Deep learning-based systems for Human Activity Recognition (HAR) are useful for health monitoring and activity tracking on wearable devices, but the training of accurate models often requires large and representative datasets. Federated Learning (FL) is a privacy-preserving approach for utilizing data on users' devices to train deep learning models on large datasets, but it is limited to training homogeneous model architectures. In this paper, we propose Federated Learning via Augmented Knowledge Distillation (FedAKD) for training heterogeneous models in a distributed setting. FedAKD is evaluated on two HAR datasets and is shown to be more flexible and efficient than standard FL, with up to 20% performance gains for clients and 200X less communication overhead compared to other FL methods. FedAKD is also relatively more robust under statistical heterogeneity.

Knowledge Distillation

Knowledge Distillation (KD) is a technique to transfer knowledge from a trained model to a to-be-trained model. Unlike standard Federated Learning (FL) algorithms (FedAvg) which communicate model-dependent data (gradients or weights), KD can be used in the context of Federated Learning (FL) to distill knowledge among heterogeneous clients by communicating soft labels calculated using an un-labeled shared dataset.

Knowledge Distillation-based Federated Learning enables clients to independenlty design their learning models.

Federated Learning via Augmented Knowledge Distillation

We push KD one step further by using an augmentation algorithm based on a server-controlled permutation and mixup augmentation [1] to distill knowledge more efficiently.

# Global round r of FedAKD starts here

# 1. Local training 
model.fit(local_data, local_labels, epochs = local_epochs) 

# 2. Receive alpha and beta from server 
alpha, beta = receive_metadata_from_server(global_round = r)

# 3. mixup augmentation 
np.random.seed(beta) # beta is used to set the seed to generate the same augmented version of public data across all nodes 
perm = np.random.permutation(len(pub_data))
aug_pub_data = alpha * pub_data + (1-alpha) * pub_data[perm, ...]

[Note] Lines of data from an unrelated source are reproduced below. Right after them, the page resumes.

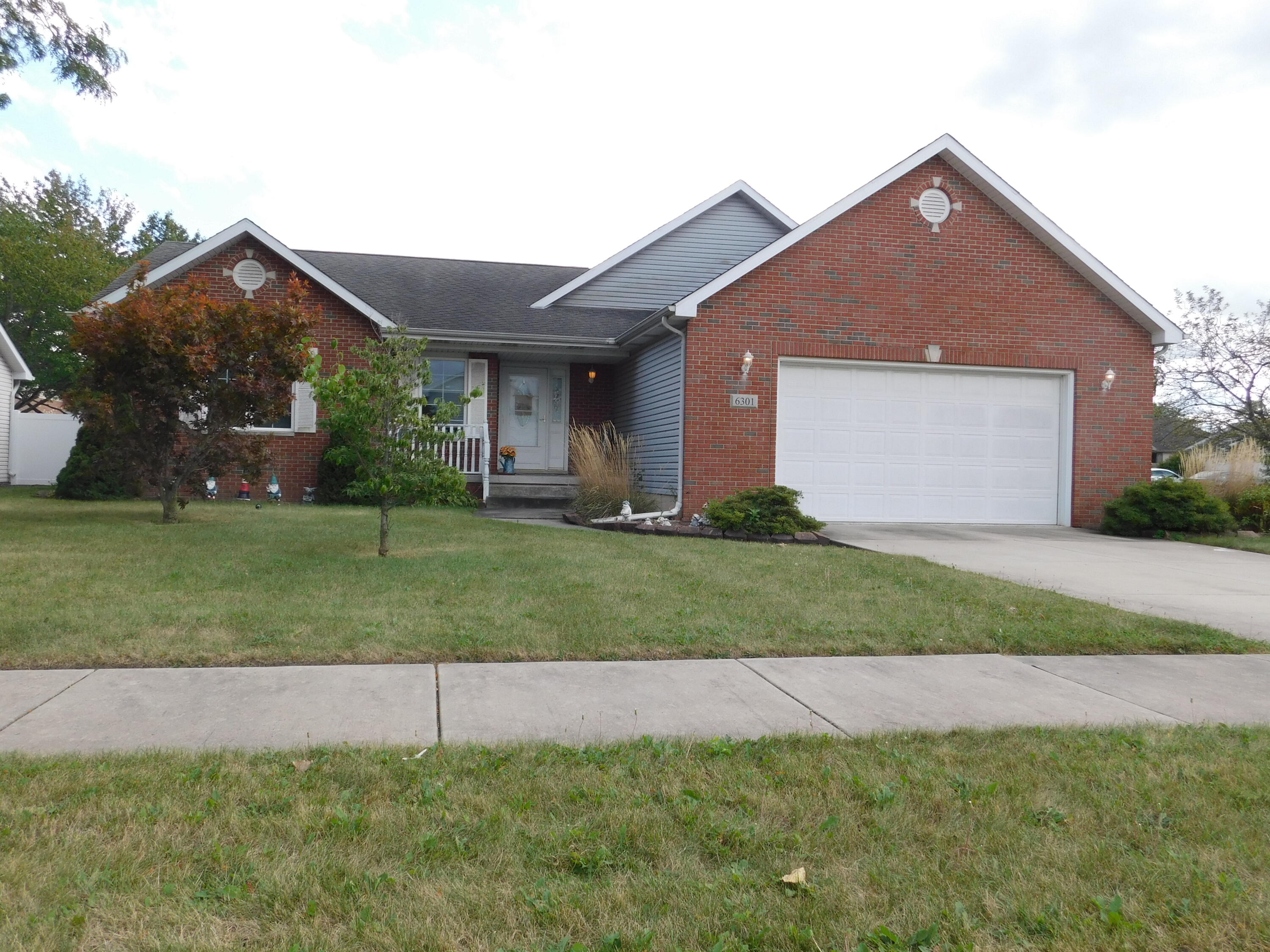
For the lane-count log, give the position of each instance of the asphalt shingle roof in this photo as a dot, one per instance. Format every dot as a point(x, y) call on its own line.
point(446, 294)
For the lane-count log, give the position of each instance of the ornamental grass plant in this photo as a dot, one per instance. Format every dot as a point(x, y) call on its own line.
point(606, 464)
point(1226, 474)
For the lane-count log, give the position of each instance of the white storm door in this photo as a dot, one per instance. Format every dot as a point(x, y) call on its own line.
point(912, 443)
point(524, 415)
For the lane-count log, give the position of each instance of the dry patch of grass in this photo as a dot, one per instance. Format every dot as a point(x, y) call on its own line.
point(89, 584)
point(1049, 839)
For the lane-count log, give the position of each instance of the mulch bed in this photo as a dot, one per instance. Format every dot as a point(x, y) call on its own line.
point(682, 528)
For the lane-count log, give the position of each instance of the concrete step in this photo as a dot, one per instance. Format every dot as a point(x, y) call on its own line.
point(533, 489)
point(534, 479)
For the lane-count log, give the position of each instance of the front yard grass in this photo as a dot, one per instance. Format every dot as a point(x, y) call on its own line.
point(88, 584)
point(1046, 839)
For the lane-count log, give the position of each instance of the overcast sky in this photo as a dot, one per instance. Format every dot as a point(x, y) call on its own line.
point(557, 131)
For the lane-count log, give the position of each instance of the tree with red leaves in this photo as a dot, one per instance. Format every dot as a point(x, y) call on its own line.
point(177, 377)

# 4. calculate (1) soft labels (2) performance on test data (prepare local knowledge) 
# A value indicating the performance is send to weight soft labels proportional to performance
local_soft_labels = model.predict(aug_pub_data) 
loss, acc = model.evaluate(test_data, test_labels) 


# 5. Send local knowledge, take some rest, then receive global knowledge  
send_to_server({'soft labels': local_soft_labels, 'performance': acc})
global_soft_labels = receive_labels_from_server() 

# 6. Digest knowledge 
model.fit(aug_pub_data, global_soft_labels) 

# Global round r of FedAKD ends here

Results

We evaluate FedAKD on the two previously mentioned HAR datasets against a recent KD-based FL algorithm: FedMD [2]

Average accuracy gains of Federated Learning experiments (%)
Dataset		HARS		HARB
Data distribution		i.i.d	Non-i.i.d	i.i.d	Non-i.i.d
Method	FedMD	24.5	7.2	11.5	-2.7
	FedAKD (ours)	25.4	27.5	12.7	0.4

References

[1] Zhang, H., Cisse, M., Dauphin, Y. N., & Lopez-Paz, D. (2017). mixup: Beyond empirical risk minimization. arXiv preprint arXiv:1710.09412.